8. Temporal analysis
meta.lastUpdated distribution across the dump, with CDFs against four thresholds:
- 30 days — CMS-9115-F standard
- 90 days — REAL Health Providers Act and No Surprises Act standard
- 365 days
- > 365 days
Weekly snapshots enable churn analysis: week-over-week change in deactivated NPIs, new Organizations, endpoint churn, and meta.lastUpdated distribution shift.
9. Finding emission
Every check output is emitted as:
- A FHIR
VerificationResultwritten toout/verification/<check-id>.ndjson— the NDH IG already defines this; we use it as the quality event schema so the output is standards-native. - A Parquet row in
out/findings.parquetwith(check_id, resource_id, resource_type, severity, bucket, value, threshold, release_date)— pivoted by dashboards. - A static JSON snapshot at
public/api/v1/findings/<check-id>.json— consumed by the web app's/findings/[slug]route.
10. Limitations
- Not populated vs not supported: FHIR data absence can mean either. AINPI defaults to reporting counts and lets the methodology disambiguate per-element.
- Attestation claims are unverifiable at rest. Phone and address accuracy require ground truth that isn't present in the bulk export; pair numeric findings with a stated intent to add phone-audit follow-up in a future release.

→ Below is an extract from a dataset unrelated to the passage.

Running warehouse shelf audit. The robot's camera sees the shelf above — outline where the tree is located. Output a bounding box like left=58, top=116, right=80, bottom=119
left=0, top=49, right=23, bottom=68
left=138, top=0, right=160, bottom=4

- Graph-completeness distinction: NPD is an aggregated-from-payers shard, not a canonical-authority record. Findings should describe which view they're measuring.
- Dump vintage vs report vintage: every finding names the release it was computed against. Running the same check against a different vintage will return different numbers.
11. Versioning
- Methodology version follows semver and is pinned in the front-matter of this file.
- Any change to a check's computation requires a minor bump and a note at the top of the affected finding page.
- Any change to a bucket taxonomy (STRUCT, CARD, etc.) requires a major bump.
12. Reproducibility
All pipeline code lives in the pipeline/ directory. A clean-checkout reproduction will be:
# (commands finalize when pipeline scaffold lands)
git clone https://github.com/FHIR-IQ/AINPI
cd AINPI
make fetch # pulls the pinned NPD release
make validate # structural + profile-aware
make integrity # edge extraction + referential integrity
make identity # NPI / NPPES / NUCC / name
make liveness # dispatches to ainpi-probe
make temporal # lastUpdated CDFs
make findings # emits VerificationResult + Parquet + JSON
Outputs are deterministic given the pinned release artifact and code at a given commit.